No para el hombre altivo
que se aparta de la luna colérica
escribo yo estas páginas de efímeras espumas,
ni para los muertos encumbrados
entre sus salmos y ruiseñores,
sino para los amantes, para sus brazos
que rodean las penas de los siglos,
que no pagan con salarios ni elogios
y no hacen caso alguno de mi oficio o mi arte.


Diablo encarnado

Diablo encarnado en una serpiente balbuceante,
Las planicies centrales de Asia fueron tu jardín,
En tiempo corpóreo el círculo fue despertado,
Tocando la hirsuta manzana en las formas del pecado,
Y Dios caminando por allí, como un guardián con su lira,
Tocaba su perdón desde las colinas del cielo.

Cuándo éramos extraños por los guiados mares,
Una media luna artesanal, santa, colgada en las nubes,
Los sabios me dicen que aquel jardín de los dioses
Conjuraba el bien y el mal en un árbol oriental;
Que cuando la luna se alzaba en la brisa virginal
Era negro como la bestia y más pálido que la cruz.

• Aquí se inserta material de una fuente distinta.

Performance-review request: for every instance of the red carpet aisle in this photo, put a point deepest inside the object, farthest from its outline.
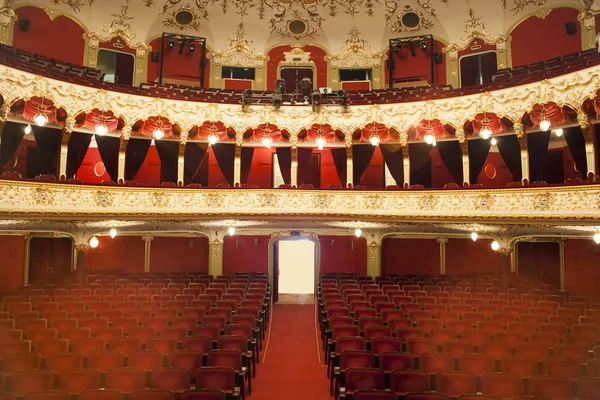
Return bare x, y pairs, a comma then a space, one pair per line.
291, 370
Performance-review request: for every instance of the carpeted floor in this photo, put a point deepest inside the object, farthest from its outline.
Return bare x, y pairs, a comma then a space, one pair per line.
291, 369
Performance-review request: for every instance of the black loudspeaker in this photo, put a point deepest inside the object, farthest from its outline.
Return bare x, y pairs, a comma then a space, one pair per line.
23, 25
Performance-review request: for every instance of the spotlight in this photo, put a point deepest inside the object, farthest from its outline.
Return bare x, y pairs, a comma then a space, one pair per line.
320, 142
213, 139
101, 129
94, 242
558, 132
40, 119
158, 133
267, 142
374, 140
545, 124
485, 132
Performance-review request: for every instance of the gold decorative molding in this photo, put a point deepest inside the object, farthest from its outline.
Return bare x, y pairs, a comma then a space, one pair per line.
31, 199
356, 53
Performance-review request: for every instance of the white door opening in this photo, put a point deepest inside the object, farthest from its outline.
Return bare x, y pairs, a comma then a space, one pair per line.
296, 267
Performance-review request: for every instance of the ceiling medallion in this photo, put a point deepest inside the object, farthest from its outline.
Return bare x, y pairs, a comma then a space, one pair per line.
184, 18
410, 20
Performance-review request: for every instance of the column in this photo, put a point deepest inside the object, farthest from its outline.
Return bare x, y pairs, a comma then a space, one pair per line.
237, 166
349, 167
519, 131
215, 257
374, 258
442, 242
294, 170
147, 241
588, 136
64, 148
181, 165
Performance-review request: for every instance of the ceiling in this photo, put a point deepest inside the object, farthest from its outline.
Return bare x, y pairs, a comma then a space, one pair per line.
322, 22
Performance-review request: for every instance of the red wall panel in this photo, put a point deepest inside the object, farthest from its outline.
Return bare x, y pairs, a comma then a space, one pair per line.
12, 269
410, 256
61, 38
343, 254
179, 254
123, 254
528, 46
86, 171
187, 63
408, 66
582, 272
276, 56
463, 256
149, 173
245, 254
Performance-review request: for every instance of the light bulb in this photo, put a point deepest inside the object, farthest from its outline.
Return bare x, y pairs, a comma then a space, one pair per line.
158, 133
429, 138
267, 141
94, 242
545, 124
101, 129
213, 139
485, 132
40, 119
320, 142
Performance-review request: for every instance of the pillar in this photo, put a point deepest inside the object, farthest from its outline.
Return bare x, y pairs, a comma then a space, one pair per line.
374, 258
181, 164
588, 135
349, 167
64, 148
519, 131
215, 257
237, 166
147, 242
294, 170
442, 242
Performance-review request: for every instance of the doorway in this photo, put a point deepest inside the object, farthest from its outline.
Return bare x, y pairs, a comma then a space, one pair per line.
117, 67
50, 259
295, 271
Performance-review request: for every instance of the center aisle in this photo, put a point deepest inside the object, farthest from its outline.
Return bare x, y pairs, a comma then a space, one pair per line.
291, 369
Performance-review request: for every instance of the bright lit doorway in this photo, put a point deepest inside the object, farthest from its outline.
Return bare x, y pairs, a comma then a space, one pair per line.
296, 268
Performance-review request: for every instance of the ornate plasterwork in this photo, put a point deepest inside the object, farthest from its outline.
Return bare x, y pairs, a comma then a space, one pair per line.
239, 54
571, 90
356, 53
549, 204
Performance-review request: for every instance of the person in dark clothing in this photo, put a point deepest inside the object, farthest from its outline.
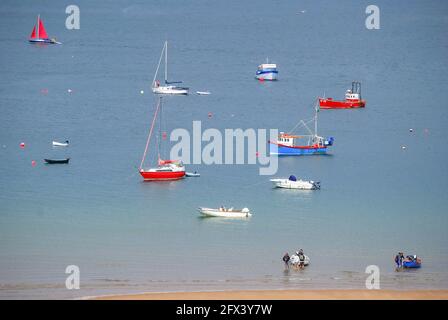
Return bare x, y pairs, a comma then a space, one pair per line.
301, 259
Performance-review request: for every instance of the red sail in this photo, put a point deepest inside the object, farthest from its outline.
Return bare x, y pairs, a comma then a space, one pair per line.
42, 32
33, 34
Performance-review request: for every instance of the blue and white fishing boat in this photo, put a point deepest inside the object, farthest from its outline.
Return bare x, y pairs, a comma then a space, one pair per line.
287, 144
267, 71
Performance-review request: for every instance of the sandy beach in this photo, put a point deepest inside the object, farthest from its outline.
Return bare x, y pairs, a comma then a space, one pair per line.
289, 295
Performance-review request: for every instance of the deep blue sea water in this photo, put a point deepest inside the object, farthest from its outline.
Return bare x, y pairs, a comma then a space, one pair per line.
128, 236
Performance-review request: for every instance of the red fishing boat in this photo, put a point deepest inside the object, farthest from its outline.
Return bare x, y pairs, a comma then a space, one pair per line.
39, 34
165, 169
352, 99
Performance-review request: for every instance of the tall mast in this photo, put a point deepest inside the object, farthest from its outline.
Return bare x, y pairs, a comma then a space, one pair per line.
150, 132
315, 119
166, 61
37, 33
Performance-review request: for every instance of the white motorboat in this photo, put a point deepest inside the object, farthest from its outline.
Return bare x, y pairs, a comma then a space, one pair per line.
293, 183
225, 213
167, 88
60, 144
295, 260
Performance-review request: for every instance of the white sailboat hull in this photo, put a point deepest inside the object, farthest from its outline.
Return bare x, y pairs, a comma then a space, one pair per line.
60, 144
294, 260
299, 184
229, 213
170, 90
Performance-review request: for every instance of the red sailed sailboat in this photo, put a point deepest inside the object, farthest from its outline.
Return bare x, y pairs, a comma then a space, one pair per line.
352, 99
165, 169
39, 34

En el jardín conocimos a nuestro guardián,
En las aguas sagradas que no se congelan en invierno,
Lo sentimos en las poderosas mañanas del destierro
Vimos el infierno en un cuerno de sulfuro, el mito eterno,
Todo el cielo en la medianoche del sol,
Y una serpiente con su música en las formas del tiempo.


Dylna Marlais Thomas (1914-1953), poeta y dramaturgo británico. Algunas de sus obras son: Muertes y entradas, El Doctor y los demonios y Retrato del artista cachorro.